Segundo a entidade, políticas públicas construídas sem participação direta tendem a reproduzir modelos capacitistas, medicalizantes ou tutelares, além de invisibilizar demandas específicas que só são reconhecidas por quem vive a experiência da deficiência na primeira pessoa.
 

Uma distorção específica da pauta autista: a identidade substitutiva da “mãe atípica”

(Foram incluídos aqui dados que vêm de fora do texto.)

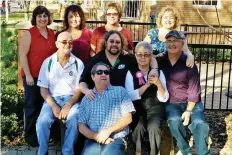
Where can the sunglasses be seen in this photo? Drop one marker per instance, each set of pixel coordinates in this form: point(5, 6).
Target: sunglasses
point(100, 72)
point(64, 42)
point(142, 55)
point(111, 14)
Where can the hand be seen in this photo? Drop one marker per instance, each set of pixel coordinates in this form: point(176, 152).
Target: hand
point(108, 141)
point(124, 52)
point(186, 117)
point(56, 110)
point(153, 72)
point(92, 53)
point(90, 94)
point(103, 135)
point(30, 80)
point(64, 111)
point(190, 61)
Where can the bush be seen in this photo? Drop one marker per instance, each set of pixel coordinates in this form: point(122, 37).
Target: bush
point(11, 97)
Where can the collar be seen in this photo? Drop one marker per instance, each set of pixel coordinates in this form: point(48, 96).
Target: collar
point(182, 57)
point(37, 33)
point(70, 61)
point(109, 87)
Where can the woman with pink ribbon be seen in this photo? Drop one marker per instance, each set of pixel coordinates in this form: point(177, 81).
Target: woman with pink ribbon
point(148, 95)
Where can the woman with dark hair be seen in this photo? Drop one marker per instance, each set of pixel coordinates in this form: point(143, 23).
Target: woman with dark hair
point(36, 45)
point(75, 23)
point(148, 93)
point(113, 14)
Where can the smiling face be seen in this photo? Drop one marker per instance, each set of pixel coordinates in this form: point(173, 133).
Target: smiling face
point(64, 43)
point(100, 78)
point(168, 20)
point(114, 44)
point(174, 45)
point(42, 20)
point(74, 20)
point(143, 56)
point(112, 16)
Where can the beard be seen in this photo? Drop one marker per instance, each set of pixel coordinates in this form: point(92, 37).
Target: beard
point(115, 52)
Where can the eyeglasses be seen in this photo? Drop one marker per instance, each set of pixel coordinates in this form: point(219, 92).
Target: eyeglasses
point(64, 42)
point(100, 72)
point(111, 14)
point(114, 41)
point(173, 41)
point(139, 55)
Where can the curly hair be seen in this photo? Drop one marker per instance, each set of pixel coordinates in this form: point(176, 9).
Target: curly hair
point(40, 10)
point(74, 9)
point(107, 36)
point(175, 12)
point(115, 6)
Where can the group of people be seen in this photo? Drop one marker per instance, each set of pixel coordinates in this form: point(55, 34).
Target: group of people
point(125, 88)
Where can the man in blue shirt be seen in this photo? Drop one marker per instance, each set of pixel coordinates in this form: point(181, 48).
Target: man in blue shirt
point(184, 96)
point(104, 120)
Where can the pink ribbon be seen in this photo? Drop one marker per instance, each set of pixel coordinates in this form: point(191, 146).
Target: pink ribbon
point(139, 75)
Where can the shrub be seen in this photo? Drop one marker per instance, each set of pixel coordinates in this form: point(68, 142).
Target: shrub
point(11, 97)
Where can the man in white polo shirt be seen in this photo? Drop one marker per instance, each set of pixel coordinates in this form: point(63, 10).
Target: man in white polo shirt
point(58, 80)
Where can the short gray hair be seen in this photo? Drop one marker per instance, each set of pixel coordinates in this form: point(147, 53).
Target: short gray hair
point(94, 69)
point(145, 45)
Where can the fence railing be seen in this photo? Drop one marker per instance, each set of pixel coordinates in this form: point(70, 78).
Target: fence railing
point(196, 34)
point(213, 60)
point(214, 63)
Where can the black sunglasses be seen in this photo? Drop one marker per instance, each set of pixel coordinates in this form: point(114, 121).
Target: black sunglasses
point(100, 72)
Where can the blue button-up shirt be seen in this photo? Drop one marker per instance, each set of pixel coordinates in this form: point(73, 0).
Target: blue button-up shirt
point(183, 82)
point(106, 110)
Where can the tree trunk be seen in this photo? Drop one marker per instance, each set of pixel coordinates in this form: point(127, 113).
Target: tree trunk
point(26, 7)
point(6, 10)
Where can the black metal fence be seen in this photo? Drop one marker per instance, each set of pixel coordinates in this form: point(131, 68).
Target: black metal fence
point(213, 55)
point(214, 63)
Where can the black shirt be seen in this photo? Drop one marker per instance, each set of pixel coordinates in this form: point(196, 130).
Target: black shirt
point(118, 70)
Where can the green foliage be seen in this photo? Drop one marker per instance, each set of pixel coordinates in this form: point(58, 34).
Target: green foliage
point(9, 124)
point(11, 97)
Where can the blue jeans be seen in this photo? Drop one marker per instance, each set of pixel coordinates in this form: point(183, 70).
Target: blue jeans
point(198, 127)
point(33, 102)
point(116, 147)
point(46, 119)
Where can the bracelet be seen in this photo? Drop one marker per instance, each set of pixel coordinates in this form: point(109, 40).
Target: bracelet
point(156, 69)
point(188, 110)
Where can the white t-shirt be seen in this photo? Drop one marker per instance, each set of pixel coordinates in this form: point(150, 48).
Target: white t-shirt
point(60, 80)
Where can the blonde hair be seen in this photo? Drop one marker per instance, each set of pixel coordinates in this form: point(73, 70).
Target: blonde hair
point(175, 12)
point(115, 6)
point(145, 45)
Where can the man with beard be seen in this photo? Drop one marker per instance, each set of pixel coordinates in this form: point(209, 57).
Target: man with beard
point(105, 120)
point(112, 56)
point(58, 81)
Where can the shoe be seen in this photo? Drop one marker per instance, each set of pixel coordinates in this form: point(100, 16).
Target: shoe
point(32, 143)
point(229, 94)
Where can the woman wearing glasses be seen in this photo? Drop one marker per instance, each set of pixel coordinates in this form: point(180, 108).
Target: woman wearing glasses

A Autistas Brasil chama atenção para um fenômeno cada vez mais frequente no campo do autismo: a substituição da identidade da pessoa autista pela identidade de sua mãe ou cuidador, frequentemente apresentada sob o rótulo de “mãe atípica”.
 

Enquanto nos movimentos históricos de pessoas com deficiência familiares se identificam como “mãe de uma pessoa surda”, “pai de uma pessoa cega” ou “mãe de uma pessoa com paralisia cerebral”, na pauta autista cresce a apropriação identitária em que mães passam a ocupar simbolicamente o lugar do próprio sujeito de direitos.
 

“As famílias são fundamentais para o cuidado, para o apoio e para a luta cotidiana. Mas, por mais importantes que sejam, elas não podem ocupar o lugar de fala das pessoas autistas. Isso não é uma crítica às famílias — é apenas o reconhecimento de que o lugar de fala decorre da experiência vivida, e não do vínculo afetivo. Assim como uma mulher branca, por mais amor e compromisso que tenha, não vive o que seus filhos negros vivem, uma mãe ou um pai também não vivenciam a condição autista em primeira pessoa. Por isso, quando o Estado ouve apenas familiares e não escuta autistas, ele desloca a política pública do ponto de vista de quem vive a experiência para o ponto de vista de quem a observa. E políticas construídas a partir de olhares substitutivos violam o princípio constitucional da participação direta previsto na CDPD e fragilizam a legitimidade democrática das decisões.” — Guilherme de Almeida, presidente da Autistas Brasil
 

Essa prática, segundo a entidade, apaga a voz autista, fortalece mecanismos de tutela emocional, cria barreiras à autodefesa e legitima políticas públicas construídas sem os próprios autistas — tornando o princípio internacional Nada Sobre Nós Sem Nós esvaziado de sentido.
 

Dados reforçam urgência de políticas inclusivas e participação direta

Os dados destacam a relevância do tema: segundo o Censo 2010 do IBGE, mais de 45 milhões de brasileiros possuíam algum tipo de deficiência. No Censo 2022, pela primeira vez foram incluídas informações sobre autismo, identificando 2,4 milhões de pessoas com diagnóstico de Transtorno do Espectro Autista (TEA) — cerca de 1,2% da população, com maior prevalência entre crianças de 5 a 9 anos.
 

Para a Autistas Brasil, entidade que desde 2020 atua na defesa dos direitos das pessoas autistas e na promoção de políticas públicas de inclusão, a data reforça a necessidade urgente de ampliar a participação direta desse grupo nas instâncias de controle social, nos processos de formulação normativa e nas pautas nacionais de direitos humanos.
 

A organização participa de fóruns, pesquisas e instâncias consultivas em diversas áreas e alerta que qualquer avanço só se sustenta quando a autonomia e a representatividade das pessoas com deficiência são respeitadas.
 

Mais do que uma data no calendário, o Dia Internacional da Pessoa com Deficiência é um chamado para renovar o compromisso coletivo com uma sociedade realmente acessível, democrática e plural. Assim como a metáfora da árvore — símbolo de renascimento — essa data marca a necessidade permanente de reafirmar o protagonismo das pessoas com deficiência e garantir que nenhuma decisão sobre elas seja tomada sem elas.
 

Sobre a Autistas Brasil

A Autistas Brasil atua desde 2020 na defesa dos direitos das pessoas autistas e pela efetivação de políticas públicas inclusivas em todo o território nacional. A entidade é referência no debate sobre educação inclusiva e direitos humanos, participando de instâncias consultivas e fóruns de controle social em diversas áreas.